Bailey Gleason Fitzgerald, MD, Fellow, Hematology and Medical Oncology, Icahn School of Medicine at Mount Sinai. In this video, she speaks about the IASLC 2022 Abstract Rapid Progression of Metastatic NSCLC treated with First Line Osimertinib: An Institutional Case Series.
For patients with EGFR exon 19 or 21 mutant non-small cell lung cancer in the United States, osimertinib is the conventional first-line (1L) tyrosine kinase inhibitor (TKI) (NSCLC). The median PFS in the FLAURA study of 1L osimertinib was 18.9 months. However, the ORR was only 80%, indicating that 1L osimertinib may not be beneficial to a large number of patients. Despite treatment with 2L osimertinib and other EGFR TKIs, dual EGFR and TP53 mutations have a significant unfavorable influence on clinical outcomes. Models have shown primary and acquired osimertinib resistance in TP53 null cell lines in the 1L context, and patients with TP53 mutations and brain metastases had poor CNS disease control with osimertinib. The clinical and molecular characteristics of seven individuals with fast disease progression on 1L osimertinib are described in this case series.
The patients were treated at the Tisch Cancer Institute at Mount Sinai's Center for Thoracic Oncology in New York City. Patients with metastatic NSCLC who had a classical activating EGFR mutation in exons 19 or 21 and disease progression within 6 months of initiating osimertinib were included. Tissue-based next-generation sequencing (OncomineTM Comprehensive Assay V3) and/or peripheral blood analysis for circulating tumor DNA (Guardant 360®) were used to confirm the EGFR mutation.
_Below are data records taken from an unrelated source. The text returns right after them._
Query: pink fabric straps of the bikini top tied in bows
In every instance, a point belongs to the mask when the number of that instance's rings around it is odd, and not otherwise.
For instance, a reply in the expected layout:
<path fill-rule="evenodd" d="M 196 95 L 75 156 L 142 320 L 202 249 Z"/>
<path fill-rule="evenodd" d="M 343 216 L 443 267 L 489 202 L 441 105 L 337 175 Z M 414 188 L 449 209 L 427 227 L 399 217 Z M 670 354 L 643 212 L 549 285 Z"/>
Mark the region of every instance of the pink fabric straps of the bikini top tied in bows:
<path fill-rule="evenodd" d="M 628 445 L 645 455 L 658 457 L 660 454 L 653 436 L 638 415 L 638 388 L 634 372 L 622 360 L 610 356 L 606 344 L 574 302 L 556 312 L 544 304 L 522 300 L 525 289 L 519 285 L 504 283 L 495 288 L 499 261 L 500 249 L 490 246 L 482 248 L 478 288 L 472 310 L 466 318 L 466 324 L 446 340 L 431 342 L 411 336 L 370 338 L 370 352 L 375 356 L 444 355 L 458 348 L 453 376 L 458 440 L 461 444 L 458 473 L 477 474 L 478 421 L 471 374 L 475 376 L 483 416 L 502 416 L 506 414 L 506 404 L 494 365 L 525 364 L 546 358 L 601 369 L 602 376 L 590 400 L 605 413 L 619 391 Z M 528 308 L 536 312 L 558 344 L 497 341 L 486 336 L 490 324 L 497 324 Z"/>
The median time to progression for the seven patients studied was 92 days (range 21-193). Four individuals had a stable or mixed response at first, but three had illness progression as evaluated by the treating physician. The average age was 69. Asian (5), Hispanic (1), and White patients self-identified (1). Six had never smoked a cigarette in their lives. At the time of presentation, all had lymph node metastases, 5 had bone metastases, and 1 had CNS metastases. Exon 21 L858R mutations were found in five cases, whereas Exon 19 deletions were found in two others. The ECOG performance status of five patients was 0-1. Due to side effects, one patient's osimertinib dose had to be reduced. Figure 1 depicts the baseline and resistant tumor mutations.
To proactively identify individuals who are unlikely to benefit from 1L osimertinib, predictive indicators are crucial. Our findings are consistent with evidence indicating that TP53 mutations are linked to a lower likelihood of benefit from osimertinib, and they imply that this holds true in the 1L scenario as well. Our patients exhibited mixed tumor histology with baseline bone metastases, and three of them had EGFR, KRAS, and BRAF amplifications. A bigger study of genetic and clinical determinants of poor response to 1L osimertinib is now being conducted.